Quick start
Start the daemon, build a ManagedClient, read a value — five minutes from install to a request that survives PHP-FPM.
This page wires the smallest end-to-end integration: daemon up, client connects to an OPC UA server through the daemon, reads one value, exits. Subsequent runs reuse the same session — that is the whole point.
1 — Start the daemon
vendor/bin/opcua-session-manager
Leave it running in the foreground for now. In production you wrap it in systemd — see Daemon · Running as a service.
2 — Connect and read
<?php
require __DIR__ . '/vendor/autoload.php';
use PhpOpcua\SessionManager\Client\ManagedClient;
use PhpOpcua\Client\Types\NodeId;
use PhpOpcua\Client\Types\StatusCode;
$client = new ManagedClient(
socketPath: '/tmp/opcua-session-manager.sock',
timeout: 30.0,
);
$client->connect('opc.tcp://localhost:4840');
$dv = $client->read(NodeId::numeric(0, 2261)); // ProductName
if (StatusCode::isGood($dv->statusCode)) {
echo "Connected to: " . $dv->getValue() . "\n";
}
$client->disconnect();
Run it twice. The first run pays the OPC UA handshake cost; the second run reuses the same daemon-held session and the read is ~10× faster.
3 — Verify the reuse
$client->connect('opc.tcp://localhost:4840');
if ($client->wasSessionReused()) {
echo "Reusing existing session — no handshake.\n";
} else {
echo "Fresh session — first connect from this configuration.\n";
}
wasSessionReused() is the ManagedClient-specific accessor that
tells you whether the last connect() matched an existing session
keyed by the same (endpointUrl, sanitized config) pair. See
ManagedClient · Session reuse.
4 — What disconnect does (and does not)
$client->disconnect();
ManagedClient::disconnect() sends a close IPC command to the
daemon. The daemon performs CloseSession against the OPC UA
server and removes the entry from its session store. The
daemon-side session is gone when disconnect() returns; the
next connect() with the same config pays the OPC UA handshake
again.
To keep the daemon session alive across multiple requests so the
reuse machinery can do its job, do not call disconnect()

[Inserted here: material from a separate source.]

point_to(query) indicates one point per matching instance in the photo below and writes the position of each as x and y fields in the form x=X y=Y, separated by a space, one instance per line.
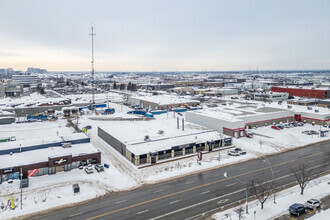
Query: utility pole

between requests — keep the ManagedClient instance alive
(singleton bind in Laravel, long-running worker) and let the
daemon's inactivity timeout (--timeout, default 600 s)
reclaim idle sessions when nothing references them.
To bypass reuse on a particular connect call (force a fresh session even if one matches):
$client->connectForceNew('opc.tcp://localhost:4840');
connectForceNew() is the escape hatch for session isolation
(per-test scenarios, manual session resets). See
ManagedClient · Opening and closing.
5 — Where to go next
The ManagedClient reads, writes, browses, subscribes — every
method on OpcUaClientInterface works. For the operation pages
themselves (read, browse, subscribe, …), the documentation
lives in opcua-client:
opcua-client/doc/04-reading-writing.mdopcua-client/doc/03-browsing.mdopcua-client/doc/06-subscriptions.md
In this documentation the focus is on what changes when you go through the daemon:
- Why a session manager — the mental model.
- ManagedClient · Overview — what the wrapper does and what it does not.
- ManagedClient · Differences from the direct client — side-by-side comparison.
Tip
For a quick smoke-test of the daemon without any PHP, use
netcat to send a ping
command directly to the socket. It is the fastest way to confirm the
daemon is alive and accepting requests.